The procedure, per backend:

  1. Install the backend, then uv --project kevm-pyk/ sync (only needed when the K version changes; an override leaves pyk untouched).
  2. Kompile separately and do not time it — kompile time is never part of the comparison. Pre-kompile the suite into a per-backend dir so the two builds' definitions stay isolated:
    uv --project kevm-pyk/ run pytest kevm-pyk/src/tests/integration -k "test_kompile_targets" \
        --kompiled-targets-dir /tmp/hb-exp/<tag>-kompiled --numprocesses 4
  3. Normal-mode run (kore-rpc-booster, fallback on) — the real proof-timing baseline. Wrap with $SECONDS to capture total wall-clock; --junitxml captures per-test time and outcome:
    start=$SECONDS
    uv --project kevm-pyk/ run pytest kevm-pyk/src/tests/integration \
        -k "test_prove_functional or test_prove_rules or test_prove_optimizations or test_prove_dss" \
        --kompiled-targets-dir /tmp/hb-exp/<tag>-kompiled --numprocesses 8 \
        --junitxml=perf-runs/<tag>/normal.junit.xml > perf-runs/<tag>/normal.log 2>&1
    echo $((SECONDS-start)) > perf-runs/<tag>/normal.wallclock
    --numprocesses 8 is safe — multiple K servers do not contend here.
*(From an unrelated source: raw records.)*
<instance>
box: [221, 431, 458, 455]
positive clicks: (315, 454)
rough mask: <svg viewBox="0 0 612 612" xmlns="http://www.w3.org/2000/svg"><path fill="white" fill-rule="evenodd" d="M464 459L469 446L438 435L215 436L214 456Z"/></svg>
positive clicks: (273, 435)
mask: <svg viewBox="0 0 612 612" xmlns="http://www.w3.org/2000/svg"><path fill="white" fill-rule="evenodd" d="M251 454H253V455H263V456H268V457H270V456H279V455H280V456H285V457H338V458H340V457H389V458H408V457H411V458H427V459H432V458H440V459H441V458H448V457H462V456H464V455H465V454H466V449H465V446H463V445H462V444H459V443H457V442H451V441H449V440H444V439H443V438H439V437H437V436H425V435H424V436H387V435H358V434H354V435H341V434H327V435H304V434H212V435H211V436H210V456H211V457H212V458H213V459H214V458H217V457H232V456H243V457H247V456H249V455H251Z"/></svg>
Use no --maxfail (you want the complete map).
  4. Derive the booster-dev timeout from the normal run, so a booster-dev spec is only ever counted as failing on a real abort, never for being slow:
    T=$(uv --project kevm-pyk/ run python scripts/compare-junit-runs.py max-time perf-runs/<tag>/normal.junit.xml)
    T = ceil of the longest normal-mode per-test time for that backend.
  5. booster-dev run with --use-booster-dev --timeout "$T". To discover newly-passing specs, the tests/failing-symbolic.haskell-booster-dev skip-list (which the harness pytest.skip()s under --use-booster-dev) must be neutralised. Do not empty the file — exclude_list() asserts it is non-empty, so an empty file crashes collection; instead write a single sentinel path that matches no real spec, then git-restore afterward:
    cp tests/failing-symbolic.haskell-booster-dev /tmp/hb-exp/failing-list.bak
    echo '__none__' > tests/failing-symbolic.haskell-booster-dev
    start=$SECONDS
    uv --project kevm-pyk/ run pytest kevm-pyk/src/tests/integration \
        -k "test_prove_functional or test_prove_rules or test_prove_optimizations or test_prove_dss" \
        --use-booster-dev --timeout "$T" --timeout-method=thread \
        --kompiled-targets-dir /tmp/hb-exp/<tag>-kompiled --numprocesses 8 \
        --junitxml=perf-runs/<tag>/boosterdev.junit.xml > perf-runs/<tag>/boosterdev.log 2>&1
    echo $((SECONDS-start)) > perf-runs/<tag>/boosterdev.wallclock
    git checkout -- tests/failing-symbolic.haskell-booster-dev

Compare the two backends' run directories (perf-runs/baseline, perf-runs/escalate):

uv --project kevm-pyk/ run python scripts/compare-junit-runs.py compare \
    --baseline-dir perf-runs/baseline --escalate-dir perf-runs/escalate \
    -o docs/experiment-logs/<timestamp>-<name>.md

scripts/compare-junit-runs.py (committed tooling) emits an aligned-markdown report plus a .json sidecar: a totals table (sum-of-per-test and wall-clock per mode/backend), the booster-dev pass-rate diff (newly-passing fail→pass and any pass→fail regressions), and per-test timing deltas for specs passing in both runs. Raw JUnit/logs live under perf-runs/ (gitignored); commit only the generated report under docs/experiment-logs/.

Commit discipline

  • Every commit must be atomic and self-contained — the project must build and fast tests must pass at each commit.
  • Fast gate before every commit: make -C kevm-pyk/ check and make -C kevm-pyk/ test-unit.
  • After editing any .k/.md file, kdist targets are stale; rebuild with kevm-kdist build before running proofs.
  • Proof tests (test_prove_*) take minutes per spec; run the relevant suite before marking a PR ready, not on every commit.